In a first, a hundred companies in the United Kingdom have decided to move to a permanent four-day working week for all employees with no loss of pay. Around 2,600 employees at 100 companies are set to benefit from the new working pattern.
The two biggest companies that have signed up are Atom Bank and global marketing company Awin, who each have about 450 staff in the UK.
Adam Ross, Awin’s chief executive, said adopting the four-day week was “one of the most transformative initiatives we’ve seen in the history of the company,” according to The Guardian.
Furthermore, proponents of the four-day week say that the five-day pattern is a hangover from an earlier economic age. They argue that a four-day week would drive companies to improve their productivity, meaning they can create the same output using fewer hours.
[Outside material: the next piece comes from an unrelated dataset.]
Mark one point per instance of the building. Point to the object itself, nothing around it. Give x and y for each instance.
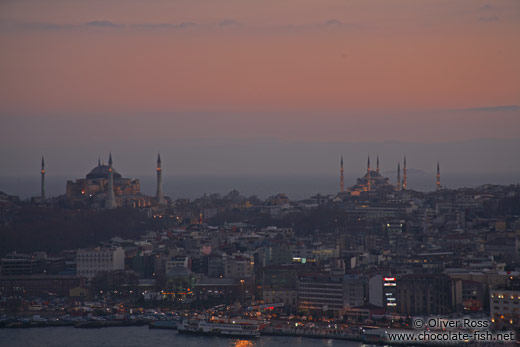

The UK Campaign is also coordinating the world’s biggest pilot scheme for about 70 companies, which employ about 3,300 workers, to adopt the four-day week in a trial with researchers at the Universities of Cambridge and Oxford, Boston College and think tank Autonomy.
In September, 88 per cent of those companies in a survey at the middle of the trial said the four-day week was working “well” for their business at that stage of the trial. About 95% of the companies surveyed said productivity had either stayed the same or improved since the introduction, The Guardian reported.
Most of the companies that have officially adopted the four-day week are in the service sector such as technology, events or marketing companies. However, the campaign said that some manufacturing and construction employers had also signed up.